9 Apr
The Rise of the App Cloud
These are heady times for any web developer. Two of the biggest companies on the web are now offering access to what I call their “app cloud” so you can run your web app in a hugely scalable environment. Amazon was first out of the gate with their great combo of S3, EC2 and SimpleDB. Of course, you didn’t expect Google to stand idly by and they have delivered as well with Google App Engine. So, what do they have in common?
You’re limited in what you are allowed to do. It’s really that simple, because in order for you to gain the advantage of being able to have scalability out of the box you are going to have to follow a bunch of rules. Sandboxes are good, but the problem occurs when you fight against the sandbox rather than embrace it’s constraints. Sort of the same thing I see on the CakePHP mailing list where people are determined to do what they want, and who gives a flying fuck what the conventions are. But in this case, you cannot avoid it.
Having looked into the idea of running an app using Amazon’s EC2 + SimpleDB structure for Rallyhat, it looks like it’s pretty simple to get up and running with those tools. I know I’m grossly simplifying the process, but you create your app, create an image, upload it into the cloud and away you go! With Google App Engine, all you can do is create Django-based apps…but they’ve severely limited what you can do as they require you to use a GAE-specific wrapper to talk to things. That means a lot of the cool Python libraries that are out there WILL NOT BE ABLE TO HELP YOU. Maybe that’s just for now, but that’s a pretty serious limitation.
Secondly, both SimpleDB and BigTable have the same limitation in that you cannot do joins, so that means you have zero hope in hell of using any sort of ORM wrapper on your data. It’s all about the denormalized data. Go look it up if you don’t believe me. Now, this can be a problem if you have a very complex database structure that requires a lot relationships between your tables…like most of the apps that use modern web application frameworks. Maybe my thoughts on using a very simple REST-based framework in PHP isn’t such a crazy one for this.
Rallyhat is using relationships between tables because that makes it easier for me. Games belong to Teams, Locations belong to Games, Teams belong to Sports. Also, I’ve been using CakePHP long enough that all my apps are designed around the idea of data having relationships. If I had to denormalize that data by putting it all in one big table essentially, I lose the use of ORM / data mapping. Django lets me do the same sort of relationships as Cake, so why the hell wouldn’t I use it?
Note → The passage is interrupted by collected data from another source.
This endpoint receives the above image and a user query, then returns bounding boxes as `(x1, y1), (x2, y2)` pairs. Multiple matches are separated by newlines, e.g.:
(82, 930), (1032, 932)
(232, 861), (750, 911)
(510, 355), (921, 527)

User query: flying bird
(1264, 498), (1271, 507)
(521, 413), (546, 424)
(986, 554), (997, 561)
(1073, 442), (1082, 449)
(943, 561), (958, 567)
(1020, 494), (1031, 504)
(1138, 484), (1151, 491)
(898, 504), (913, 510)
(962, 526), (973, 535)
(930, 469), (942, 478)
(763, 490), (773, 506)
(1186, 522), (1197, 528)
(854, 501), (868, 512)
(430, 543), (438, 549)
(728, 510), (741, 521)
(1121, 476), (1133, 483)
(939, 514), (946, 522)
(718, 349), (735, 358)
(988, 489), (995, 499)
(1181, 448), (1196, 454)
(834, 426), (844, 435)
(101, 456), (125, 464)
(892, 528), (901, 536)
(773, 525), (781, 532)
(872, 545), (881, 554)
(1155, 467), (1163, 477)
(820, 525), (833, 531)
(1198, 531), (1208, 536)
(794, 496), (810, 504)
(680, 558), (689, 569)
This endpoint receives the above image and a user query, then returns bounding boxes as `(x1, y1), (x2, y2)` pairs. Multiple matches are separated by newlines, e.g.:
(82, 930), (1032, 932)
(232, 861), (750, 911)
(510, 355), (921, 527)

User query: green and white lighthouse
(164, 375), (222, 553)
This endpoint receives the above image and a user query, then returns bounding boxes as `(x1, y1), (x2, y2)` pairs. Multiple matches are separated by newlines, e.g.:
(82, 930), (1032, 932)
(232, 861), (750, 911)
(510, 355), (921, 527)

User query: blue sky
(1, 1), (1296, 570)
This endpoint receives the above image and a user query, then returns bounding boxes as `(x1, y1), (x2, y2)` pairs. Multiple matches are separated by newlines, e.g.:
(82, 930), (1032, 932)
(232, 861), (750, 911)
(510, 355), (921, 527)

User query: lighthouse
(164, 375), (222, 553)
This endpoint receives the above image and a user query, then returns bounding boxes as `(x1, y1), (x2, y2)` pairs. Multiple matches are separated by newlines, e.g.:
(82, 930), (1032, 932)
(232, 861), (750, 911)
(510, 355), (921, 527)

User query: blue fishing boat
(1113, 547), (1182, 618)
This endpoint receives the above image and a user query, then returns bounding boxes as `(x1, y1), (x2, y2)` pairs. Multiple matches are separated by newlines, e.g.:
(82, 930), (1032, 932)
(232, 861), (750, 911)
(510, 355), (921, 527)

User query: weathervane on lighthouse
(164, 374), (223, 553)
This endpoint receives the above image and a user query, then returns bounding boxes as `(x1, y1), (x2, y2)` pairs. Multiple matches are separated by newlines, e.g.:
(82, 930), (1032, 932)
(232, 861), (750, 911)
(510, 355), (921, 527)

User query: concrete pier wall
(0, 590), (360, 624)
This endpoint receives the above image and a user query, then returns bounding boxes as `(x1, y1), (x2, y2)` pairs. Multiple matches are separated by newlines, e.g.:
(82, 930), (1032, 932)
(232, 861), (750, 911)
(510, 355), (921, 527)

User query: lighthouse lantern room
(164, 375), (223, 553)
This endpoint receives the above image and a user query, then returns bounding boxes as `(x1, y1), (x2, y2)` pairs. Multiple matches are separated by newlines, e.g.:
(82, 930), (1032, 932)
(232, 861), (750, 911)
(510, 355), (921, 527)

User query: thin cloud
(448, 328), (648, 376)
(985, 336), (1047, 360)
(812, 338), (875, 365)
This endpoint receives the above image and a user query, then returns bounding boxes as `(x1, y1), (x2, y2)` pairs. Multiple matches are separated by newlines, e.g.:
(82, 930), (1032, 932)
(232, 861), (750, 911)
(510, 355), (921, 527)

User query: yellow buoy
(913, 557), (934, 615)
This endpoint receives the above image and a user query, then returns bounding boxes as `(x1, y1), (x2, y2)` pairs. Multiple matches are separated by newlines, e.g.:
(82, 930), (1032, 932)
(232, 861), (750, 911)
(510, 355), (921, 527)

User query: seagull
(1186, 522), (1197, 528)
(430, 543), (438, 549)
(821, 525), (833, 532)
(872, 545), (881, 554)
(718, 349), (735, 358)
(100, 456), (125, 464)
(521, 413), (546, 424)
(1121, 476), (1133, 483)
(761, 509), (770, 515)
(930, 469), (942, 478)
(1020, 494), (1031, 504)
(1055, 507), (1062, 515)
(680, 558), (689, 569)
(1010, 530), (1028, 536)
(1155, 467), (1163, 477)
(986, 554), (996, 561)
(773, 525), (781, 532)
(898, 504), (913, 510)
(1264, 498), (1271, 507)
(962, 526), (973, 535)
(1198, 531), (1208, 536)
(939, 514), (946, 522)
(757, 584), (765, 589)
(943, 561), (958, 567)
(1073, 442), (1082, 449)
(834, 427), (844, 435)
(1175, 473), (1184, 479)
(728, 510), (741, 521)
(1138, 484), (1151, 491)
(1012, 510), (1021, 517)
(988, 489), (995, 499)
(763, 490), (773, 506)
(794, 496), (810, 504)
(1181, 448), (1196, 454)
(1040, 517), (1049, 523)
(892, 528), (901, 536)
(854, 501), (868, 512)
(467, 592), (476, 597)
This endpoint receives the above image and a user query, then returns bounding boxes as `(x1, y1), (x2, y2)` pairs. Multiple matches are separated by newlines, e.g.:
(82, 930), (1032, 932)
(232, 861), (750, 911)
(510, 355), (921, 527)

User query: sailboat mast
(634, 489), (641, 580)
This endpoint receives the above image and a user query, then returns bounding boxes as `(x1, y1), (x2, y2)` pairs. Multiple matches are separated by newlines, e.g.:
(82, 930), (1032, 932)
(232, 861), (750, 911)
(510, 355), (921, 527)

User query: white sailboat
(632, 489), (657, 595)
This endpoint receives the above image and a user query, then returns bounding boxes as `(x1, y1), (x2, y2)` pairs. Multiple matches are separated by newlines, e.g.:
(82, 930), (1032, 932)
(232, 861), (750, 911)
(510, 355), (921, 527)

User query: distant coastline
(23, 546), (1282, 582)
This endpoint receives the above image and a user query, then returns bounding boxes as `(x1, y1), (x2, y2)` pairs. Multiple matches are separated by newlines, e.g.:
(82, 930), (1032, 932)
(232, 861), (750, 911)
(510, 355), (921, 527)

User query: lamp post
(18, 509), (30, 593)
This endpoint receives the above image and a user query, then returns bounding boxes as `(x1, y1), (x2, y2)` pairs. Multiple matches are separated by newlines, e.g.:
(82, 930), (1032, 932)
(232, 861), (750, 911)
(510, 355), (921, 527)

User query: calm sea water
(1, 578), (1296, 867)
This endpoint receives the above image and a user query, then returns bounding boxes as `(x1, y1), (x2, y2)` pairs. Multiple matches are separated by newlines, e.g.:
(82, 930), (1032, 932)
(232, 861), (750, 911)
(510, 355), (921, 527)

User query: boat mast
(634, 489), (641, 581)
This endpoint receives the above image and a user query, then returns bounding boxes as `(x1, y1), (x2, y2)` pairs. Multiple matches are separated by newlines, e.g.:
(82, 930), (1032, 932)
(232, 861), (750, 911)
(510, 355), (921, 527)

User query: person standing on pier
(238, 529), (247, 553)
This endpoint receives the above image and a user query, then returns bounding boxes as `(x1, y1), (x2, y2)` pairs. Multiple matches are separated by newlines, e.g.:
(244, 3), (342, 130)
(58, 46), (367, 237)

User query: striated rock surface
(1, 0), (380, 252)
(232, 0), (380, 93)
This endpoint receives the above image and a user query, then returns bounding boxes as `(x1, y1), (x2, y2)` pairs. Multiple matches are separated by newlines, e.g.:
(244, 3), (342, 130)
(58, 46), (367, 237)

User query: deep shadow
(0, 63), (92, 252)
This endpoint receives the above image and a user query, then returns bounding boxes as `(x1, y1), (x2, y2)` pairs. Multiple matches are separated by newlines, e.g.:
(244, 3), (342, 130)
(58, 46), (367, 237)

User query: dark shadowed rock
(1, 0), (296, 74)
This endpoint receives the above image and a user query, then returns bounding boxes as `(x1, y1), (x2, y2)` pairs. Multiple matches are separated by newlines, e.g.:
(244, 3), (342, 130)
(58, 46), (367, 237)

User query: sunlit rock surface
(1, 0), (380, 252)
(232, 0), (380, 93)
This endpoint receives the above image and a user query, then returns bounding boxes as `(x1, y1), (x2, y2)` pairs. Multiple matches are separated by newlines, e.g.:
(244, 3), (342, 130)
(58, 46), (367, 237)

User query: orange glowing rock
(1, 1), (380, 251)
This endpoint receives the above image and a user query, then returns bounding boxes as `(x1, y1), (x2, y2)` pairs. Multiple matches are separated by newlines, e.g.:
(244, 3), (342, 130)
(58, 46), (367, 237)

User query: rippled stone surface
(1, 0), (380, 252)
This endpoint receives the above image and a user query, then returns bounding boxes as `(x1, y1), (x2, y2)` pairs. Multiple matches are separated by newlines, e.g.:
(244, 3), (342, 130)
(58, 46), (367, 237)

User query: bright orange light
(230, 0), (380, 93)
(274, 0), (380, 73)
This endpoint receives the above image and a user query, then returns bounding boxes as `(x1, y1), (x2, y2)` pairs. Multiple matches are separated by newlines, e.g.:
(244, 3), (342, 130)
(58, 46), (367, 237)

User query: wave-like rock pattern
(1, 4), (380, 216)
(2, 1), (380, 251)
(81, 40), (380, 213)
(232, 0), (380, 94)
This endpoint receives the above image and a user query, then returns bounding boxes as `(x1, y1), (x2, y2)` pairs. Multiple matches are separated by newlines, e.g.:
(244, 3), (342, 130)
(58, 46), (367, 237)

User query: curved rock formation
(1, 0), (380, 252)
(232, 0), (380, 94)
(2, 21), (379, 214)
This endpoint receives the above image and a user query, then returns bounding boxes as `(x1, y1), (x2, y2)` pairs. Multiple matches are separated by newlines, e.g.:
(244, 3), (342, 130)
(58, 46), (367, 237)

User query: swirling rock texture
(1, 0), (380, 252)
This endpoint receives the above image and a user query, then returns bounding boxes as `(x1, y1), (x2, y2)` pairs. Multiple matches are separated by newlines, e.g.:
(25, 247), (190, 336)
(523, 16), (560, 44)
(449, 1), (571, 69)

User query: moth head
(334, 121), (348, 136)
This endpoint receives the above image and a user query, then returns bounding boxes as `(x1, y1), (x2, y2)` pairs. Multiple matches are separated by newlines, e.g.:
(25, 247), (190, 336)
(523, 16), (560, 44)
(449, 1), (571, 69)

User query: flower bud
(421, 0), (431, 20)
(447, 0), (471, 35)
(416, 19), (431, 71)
It’s about speed of development, after all. Quicker to a usable state is really the key here, as you’re bound to spend all sorts of time in maintenance-and-bug-fix mode no matter what.
So this leads me to what I consider an inevitable conclusion: using an app cloud is only for certain types of applications. What a huge leap in logic, no? All sarcasm aside, this is the same sort of logic that dictates that most web application frameworks are only good for certain types of sites. Once you step up to a certain level of complexity, you have two choices: work really, really hard to simplify things as possible OR understand that you are in the land of Custom Solutions and hope that you are smart enough to come up with one that works. What’s that old adage: simple systems can display complex behaviour? Now that there is a solution for certain types of scalability issues, the trick is to figure out how to build an app to leverage that.
The biggest problem I see with putting your app up in the cloud is the issue of data sharing. Scalability usually requires as little sharing between parts of your application as possible. If you have a central data store, that will forever be your application choke point. Whether it’s clustering or sharding, it is a non-trivial task to build scalable data stores. I haven’t looked at SimpleDB and BigTable enough to form an opinion on whether or not these are viable contenders for this type of solution. Hopefully it is.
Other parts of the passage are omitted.